Nitric Oxide-Mediated Mitochondrial Damage in the Brain: Mechanisms and Implications for Neurodegenerative Diseases

Abstract: Within the CNS and under normal conditions, nitric oxide (^•NO) appears to be an important physiological signalling molecule. Its ability to increase cyclic GMP concentration suggests that ^•NO is implicated in the regulation of important metabolic pathways in the brain. Under certain circumstances ^•NO synthesis may be excessive and ^•NO may become neurotoxic. Excessive glutamate-receptor stimulation may lead to neuronal death through a mechanism implicating synthesis of both ^•NO and superoxide (O₂^•−) and hence peroxynitrite (ONOO⁻) formation. In response to lipopolysaccharide and cytokines, glial cells may also be induced to synthesize large amounts of ^•NO, which may be deleterious to the neighbouring neurones and oligodendrocytes. The precise mechanism of ^•NO neurotoxicity is not fully understood. One possibility is that it may involve neuronal energy deficiency.
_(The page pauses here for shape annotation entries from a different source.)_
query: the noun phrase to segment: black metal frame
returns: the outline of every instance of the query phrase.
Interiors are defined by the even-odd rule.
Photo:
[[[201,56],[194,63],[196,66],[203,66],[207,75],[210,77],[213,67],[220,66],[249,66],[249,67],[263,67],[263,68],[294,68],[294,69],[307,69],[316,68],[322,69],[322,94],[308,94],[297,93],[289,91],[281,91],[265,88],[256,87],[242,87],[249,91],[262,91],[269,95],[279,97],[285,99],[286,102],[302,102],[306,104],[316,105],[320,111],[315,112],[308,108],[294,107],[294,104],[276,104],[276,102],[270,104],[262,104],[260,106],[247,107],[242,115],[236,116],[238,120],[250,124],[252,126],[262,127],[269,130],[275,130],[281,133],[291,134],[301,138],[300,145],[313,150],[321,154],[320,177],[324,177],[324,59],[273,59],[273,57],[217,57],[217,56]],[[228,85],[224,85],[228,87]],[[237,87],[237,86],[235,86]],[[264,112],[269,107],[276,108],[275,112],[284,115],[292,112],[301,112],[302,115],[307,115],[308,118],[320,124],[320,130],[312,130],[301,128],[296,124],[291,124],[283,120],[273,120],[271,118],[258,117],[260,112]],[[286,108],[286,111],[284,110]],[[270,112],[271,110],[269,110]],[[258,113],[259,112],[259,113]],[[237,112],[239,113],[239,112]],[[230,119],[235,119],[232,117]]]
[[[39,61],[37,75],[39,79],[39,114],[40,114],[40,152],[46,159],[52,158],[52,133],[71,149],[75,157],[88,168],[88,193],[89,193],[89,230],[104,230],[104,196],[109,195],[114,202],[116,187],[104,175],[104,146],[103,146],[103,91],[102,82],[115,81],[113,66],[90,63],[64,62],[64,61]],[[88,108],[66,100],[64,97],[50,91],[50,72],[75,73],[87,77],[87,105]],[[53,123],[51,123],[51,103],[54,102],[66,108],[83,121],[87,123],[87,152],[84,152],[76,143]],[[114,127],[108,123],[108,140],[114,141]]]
This may occur by ONOO⁻ interfering with key enzymes of the tricarboxylic acid cycle, the mitochondrial respiratory chain, mitochondrial calcium metabolism, or DNA damage with subsequent activation of the energy-consuming pathway involving poly(ADP-ribose) synthetase. Possible mechanisms whereby ONOO⁻ impairs the mitochondrial respiratory chain and the relevance for neurotoxicity are discussed. The intracellular content of reduced glutathione also appears important in determining the sensitivity of cells to ONOO⁻ production. It is concluded that neurotoxicity elicited by excessive ^•NO production may be mediated by mitochondrial dysfunction leading to an energy deficiency state.